A drop-in replacement for Scikit-Learn’s GridSearchCV / RandomizedSearchCV -- but with cutting edge hyperparameter tuning techniques.

https://docs.ray.io/en/master/tune/api_docs/sklearn.html

Apache License 2.0

465 stars 52 forks source link

[Feature Request] Add default model parameters to tuning trials #73

Closed rohan-gt closed 3 years ago

rohan-gt commented 4 years ago

While testing on multiple datasets I've observed that if n_iter is low, the tuned model has lower performance for both train and test sets compared to the model using default parameters. Is there a way to ensure that the default parameters of a model are tried out as the first trial and it starts optimizing from there? If there's no improvement, there's no need to run all the trials

richardliaw commented 4 years ago

Do you see the same behavior on RandomizedSearchCV?

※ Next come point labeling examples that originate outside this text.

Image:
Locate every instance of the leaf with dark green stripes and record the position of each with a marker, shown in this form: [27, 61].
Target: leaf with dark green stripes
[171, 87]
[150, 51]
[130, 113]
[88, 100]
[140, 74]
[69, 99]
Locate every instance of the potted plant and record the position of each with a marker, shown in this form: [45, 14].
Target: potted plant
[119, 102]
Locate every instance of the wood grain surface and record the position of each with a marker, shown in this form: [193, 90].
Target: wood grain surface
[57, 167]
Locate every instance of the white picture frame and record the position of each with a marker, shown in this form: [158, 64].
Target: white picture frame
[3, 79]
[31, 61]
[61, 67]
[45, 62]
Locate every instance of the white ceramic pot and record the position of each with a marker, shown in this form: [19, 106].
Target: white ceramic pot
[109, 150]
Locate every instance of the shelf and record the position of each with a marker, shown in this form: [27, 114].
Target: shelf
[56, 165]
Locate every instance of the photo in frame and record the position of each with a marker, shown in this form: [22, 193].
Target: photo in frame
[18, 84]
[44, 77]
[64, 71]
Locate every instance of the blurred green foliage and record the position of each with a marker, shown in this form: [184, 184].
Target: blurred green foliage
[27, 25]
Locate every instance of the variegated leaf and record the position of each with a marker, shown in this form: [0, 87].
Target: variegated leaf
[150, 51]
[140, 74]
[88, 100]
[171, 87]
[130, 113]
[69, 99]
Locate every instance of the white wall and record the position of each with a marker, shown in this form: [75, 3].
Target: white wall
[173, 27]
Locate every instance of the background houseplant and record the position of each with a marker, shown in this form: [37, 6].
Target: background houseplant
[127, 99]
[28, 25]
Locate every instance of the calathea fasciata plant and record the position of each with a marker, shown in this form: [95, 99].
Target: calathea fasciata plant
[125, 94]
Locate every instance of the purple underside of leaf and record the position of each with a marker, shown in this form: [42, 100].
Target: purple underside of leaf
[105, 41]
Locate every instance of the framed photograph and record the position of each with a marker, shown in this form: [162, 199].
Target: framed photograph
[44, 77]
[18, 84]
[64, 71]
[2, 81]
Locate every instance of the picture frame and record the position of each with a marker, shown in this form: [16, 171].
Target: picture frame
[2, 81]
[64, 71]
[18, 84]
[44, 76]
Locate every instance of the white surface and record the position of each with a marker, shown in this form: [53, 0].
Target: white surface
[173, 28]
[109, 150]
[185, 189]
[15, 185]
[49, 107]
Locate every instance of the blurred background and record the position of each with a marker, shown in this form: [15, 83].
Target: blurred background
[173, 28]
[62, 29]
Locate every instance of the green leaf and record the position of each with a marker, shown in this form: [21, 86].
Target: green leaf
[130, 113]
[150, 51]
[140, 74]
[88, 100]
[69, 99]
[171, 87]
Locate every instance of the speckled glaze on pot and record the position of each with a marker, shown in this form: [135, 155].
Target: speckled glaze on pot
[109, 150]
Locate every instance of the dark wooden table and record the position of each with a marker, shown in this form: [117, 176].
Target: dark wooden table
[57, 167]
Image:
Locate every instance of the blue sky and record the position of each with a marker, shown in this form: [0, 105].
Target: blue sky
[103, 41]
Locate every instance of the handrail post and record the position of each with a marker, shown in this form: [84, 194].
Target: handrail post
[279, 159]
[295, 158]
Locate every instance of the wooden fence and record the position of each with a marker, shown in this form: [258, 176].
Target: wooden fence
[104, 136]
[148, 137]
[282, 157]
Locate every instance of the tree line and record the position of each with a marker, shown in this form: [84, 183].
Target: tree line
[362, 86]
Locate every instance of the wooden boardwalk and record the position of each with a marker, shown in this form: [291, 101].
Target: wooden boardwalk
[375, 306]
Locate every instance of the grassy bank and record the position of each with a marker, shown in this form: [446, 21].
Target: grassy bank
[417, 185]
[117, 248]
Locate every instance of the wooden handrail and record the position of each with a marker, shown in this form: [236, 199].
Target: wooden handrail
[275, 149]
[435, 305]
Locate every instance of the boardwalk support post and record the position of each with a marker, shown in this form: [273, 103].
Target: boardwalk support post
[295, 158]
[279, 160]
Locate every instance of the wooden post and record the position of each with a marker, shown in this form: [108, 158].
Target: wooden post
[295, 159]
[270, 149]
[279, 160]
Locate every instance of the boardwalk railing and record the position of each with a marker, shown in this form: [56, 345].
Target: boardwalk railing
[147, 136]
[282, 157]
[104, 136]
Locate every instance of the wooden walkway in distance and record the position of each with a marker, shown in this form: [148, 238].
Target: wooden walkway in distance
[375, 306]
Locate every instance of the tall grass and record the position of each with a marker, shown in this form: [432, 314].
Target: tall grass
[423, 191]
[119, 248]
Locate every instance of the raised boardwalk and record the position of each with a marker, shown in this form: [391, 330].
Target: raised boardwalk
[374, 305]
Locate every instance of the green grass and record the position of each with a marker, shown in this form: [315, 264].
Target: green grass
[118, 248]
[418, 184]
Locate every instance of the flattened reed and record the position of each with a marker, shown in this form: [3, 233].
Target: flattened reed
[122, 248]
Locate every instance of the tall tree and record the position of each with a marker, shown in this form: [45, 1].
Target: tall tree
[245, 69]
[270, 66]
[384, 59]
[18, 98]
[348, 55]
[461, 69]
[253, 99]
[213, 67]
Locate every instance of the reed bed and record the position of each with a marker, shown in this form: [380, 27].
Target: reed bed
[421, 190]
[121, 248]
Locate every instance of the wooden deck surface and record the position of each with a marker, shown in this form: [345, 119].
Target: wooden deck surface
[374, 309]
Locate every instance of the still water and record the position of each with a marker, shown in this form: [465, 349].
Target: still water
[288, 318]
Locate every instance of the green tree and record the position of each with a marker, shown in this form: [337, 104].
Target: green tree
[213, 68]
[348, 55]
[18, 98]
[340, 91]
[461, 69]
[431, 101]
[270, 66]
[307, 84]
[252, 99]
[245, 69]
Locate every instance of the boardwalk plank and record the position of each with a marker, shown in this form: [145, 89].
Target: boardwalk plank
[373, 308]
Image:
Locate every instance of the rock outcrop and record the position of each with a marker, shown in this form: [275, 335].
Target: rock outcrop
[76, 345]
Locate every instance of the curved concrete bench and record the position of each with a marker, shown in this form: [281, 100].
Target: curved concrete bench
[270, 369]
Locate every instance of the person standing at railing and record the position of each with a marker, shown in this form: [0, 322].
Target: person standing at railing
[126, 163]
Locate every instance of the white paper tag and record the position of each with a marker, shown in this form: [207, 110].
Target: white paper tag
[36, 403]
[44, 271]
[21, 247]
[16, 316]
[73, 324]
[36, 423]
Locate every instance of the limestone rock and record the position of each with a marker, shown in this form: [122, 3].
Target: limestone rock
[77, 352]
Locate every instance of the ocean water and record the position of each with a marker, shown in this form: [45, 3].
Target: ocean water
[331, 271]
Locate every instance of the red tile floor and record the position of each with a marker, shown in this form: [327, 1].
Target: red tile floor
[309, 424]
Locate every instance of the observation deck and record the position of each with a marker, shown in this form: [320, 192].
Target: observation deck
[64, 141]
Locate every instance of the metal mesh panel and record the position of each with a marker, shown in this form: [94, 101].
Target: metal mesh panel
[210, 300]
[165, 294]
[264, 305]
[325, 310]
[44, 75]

rohan-gt commented 4 years ago

No. Only on Bayesian and friends

richardliaw commented 4 years ago

@rohan-gt we can prioritize this in the upcoming week. thanks!

rohan-gt commented 3 years ago

One possible solution could be if the user sets 10 trials, the first one could be using the algorithm's default parameters and the rest 9 could be sampled randomly and progress from there

Yard1 commented 3 years ago

Or the defaults could just be ran first, always - that way we guarantee the tuned model will not be worse than the one that went in.

richardliaw commented 3 years ago

What you want to do here is to implement something like Scikit-Optimize, where you can specify x0 and y0 upfront:

https://scikit-optimize.github.io/stable/modules/generated/skopt.optimizer.gbrt_minimize.html#skopt.optimizer.gbrt_minimize

Yard1 commented 3 years ago

This probably needs to be handled outside the main optimization loop as it would be hard to just drop in the current model params into distributions (though it wouldn't be an issue with random/grid search).